We invariably use the expression “Follow the Money” when we are trying to understand the workings of corruption or malfeasance, or simply trying to understand how dreams and motivations are transmuted into outcomes. It will surely be a mark of the evolution of old thinking that looks back, and into a world of new thinking that looks forward, that we will grasp our understanding of how humanity’s interest in money will influence future behaviours, and so can plan for more distant horizons.
In the immediate aftermath of the death of Marvin Minsky, there has been more reflecting on the convergence of thinking machines with “meat machines” (that’s us) and how this is going to excite a number of miracles, including the already recognised phenomenon of extended longevity. The now comfortably received wisdom is that people are living longer, and will live even longer in the future.
The first question always to be put to received wisdom is “Really?” Are we all living longer, or is it just that the ones who are living longer are living much, much longer? Meanwhile, our carcinogenic world is cutting a swathe through all those youthful under-80s, and how many over-80s do we notice among the population of the obese?
The second question is about the money. If today’s average lifespan doubled from 80 to 160, two implications arising from the world we inhabit now is that people’s span of eligibility for pensions and the number of years of greatest risk of getting Alzheimer’s disease will each increase from the current 15 to the unimaginably expensive 95 – a factor of more than 6. Good luck with finding the money for that.
Lively Stuff from Planet BAM!
- American university students are “struggling to get past ‘master’”
Beyond stupid, prompting wonder at the possibility that we might get smarter without also getting smarter about how we use language.
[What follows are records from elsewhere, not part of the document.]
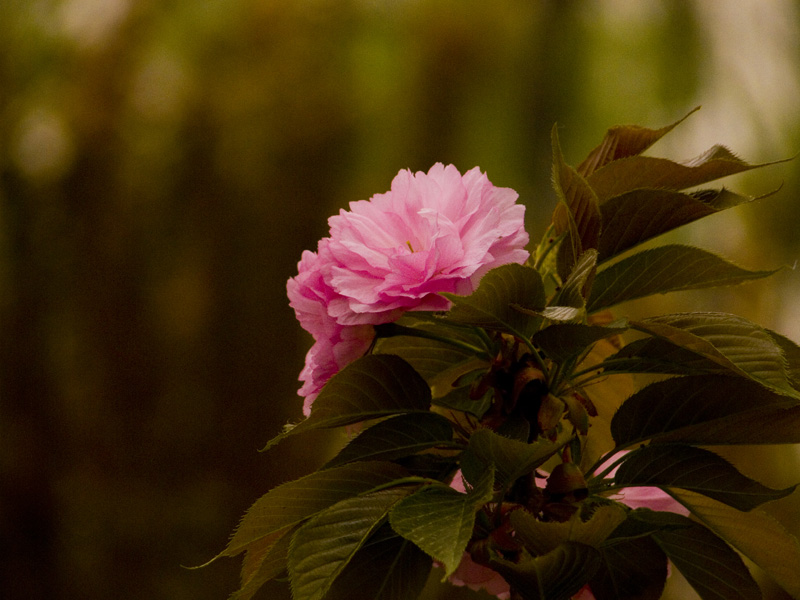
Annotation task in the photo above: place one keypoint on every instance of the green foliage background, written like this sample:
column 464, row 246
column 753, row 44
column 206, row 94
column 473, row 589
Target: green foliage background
column 163, row 165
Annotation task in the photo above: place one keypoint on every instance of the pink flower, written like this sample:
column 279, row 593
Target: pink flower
column 478, row 577
column 645, row 497
column 432, row 232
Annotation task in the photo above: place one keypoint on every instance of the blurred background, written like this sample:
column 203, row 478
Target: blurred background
column 164, row 164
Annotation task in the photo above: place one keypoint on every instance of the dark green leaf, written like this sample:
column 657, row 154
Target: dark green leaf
column 295, row 501
column 573, row 292
column 703, row 409
column 376, row 385
column 732, row 342
column 460, row 399
column 323, row 547
column 557, row 575
column 656, row 355
column 622, row 141
column 631, row 569
column 755, row 534
column 564, row 341
column 710, row 566
column 511, row 458
column 577, row 212
column 791, row 353
column 386, row 567
column 669, row 268
column 430, row 358
column 440, row 519
column 264, row 560
column 490, row 306
column 637, row 172
column 695, row 469
column 397, row 437
column 642, row 214
column 541, row 537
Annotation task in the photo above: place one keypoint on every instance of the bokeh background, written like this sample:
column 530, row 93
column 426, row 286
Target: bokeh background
column 164, row 164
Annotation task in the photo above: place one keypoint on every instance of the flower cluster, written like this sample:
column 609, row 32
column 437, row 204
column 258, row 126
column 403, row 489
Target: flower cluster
column 432, row 232
column 503, row 434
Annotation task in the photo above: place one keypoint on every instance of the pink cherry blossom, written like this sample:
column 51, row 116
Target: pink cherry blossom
column 432, row 232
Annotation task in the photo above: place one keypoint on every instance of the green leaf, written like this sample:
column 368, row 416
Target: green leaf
column 637, row 172
column 622, row 141
column 557, row 575
column 642, row 214
column 631, row 569
column 396, row 437
column 295, row 501
column 732, row 342
column 323, row 546
column 755, row 534
column 564, row 341
column 431, row 358
column 707, row 410
column 695, row 469
column 656, row 355
column 791, row 353
column 669, row 268
column 512, row 459
column 573, row 292
column 440, row 519
column 710, row 566
column 264, row 560
column 386, row 567
column 577, row 212
column 490, row 306
column 376, row 385
column 541, row 537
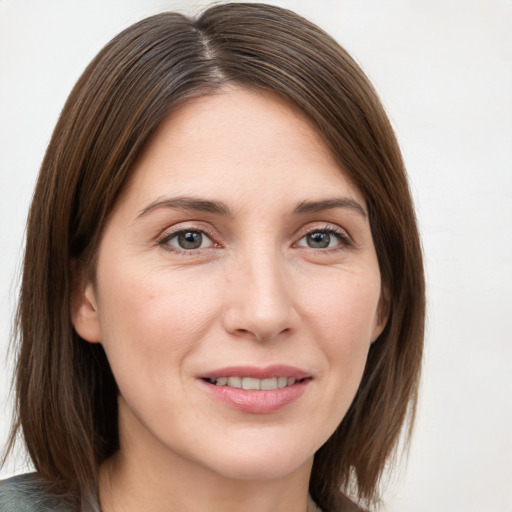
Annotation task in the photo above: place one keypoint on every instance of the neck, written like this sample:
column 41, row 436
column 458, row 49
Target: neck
column 125, row 488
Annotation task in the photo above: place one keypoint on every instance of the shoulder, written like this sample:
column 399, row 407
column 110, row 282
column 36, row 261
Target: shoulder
column 24, row 493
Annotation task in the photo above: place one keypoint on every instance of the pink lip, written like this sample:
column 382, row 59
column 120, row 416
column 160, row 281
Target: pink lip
column 277, row 370
column 256, row 401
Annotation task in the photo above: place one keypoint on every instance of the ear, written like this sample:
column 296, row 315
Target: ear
column 382, row 314
column 84, row 306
Will they worry about bus drivers/slave drivers?
- Internet of Emotions may or may not be a “thing” but it poses some interesting questions
Careless beyond its early confusion of infer/imply, with several big assumptions to be filtered out or smiled at; for example, a sentence about data ownership and revenue that begins with “When intellectual property issues are clear . . .”. But there are also several useful links in the piece: read this on “algorithmic angels” to protect us from “obtrusive personalisation”.
- Deeper thinking on AI-savvy robots in a post-Luddite, post-scarcity, economic New Order
More stimulating than most journalistic ruminations on robots taking our jobs, this piece from PCMag starts with an inspiring report of AI successfully engaged in a research lab, and moves on to ask if education can evolve to meet the challenges of a world beyond full employment.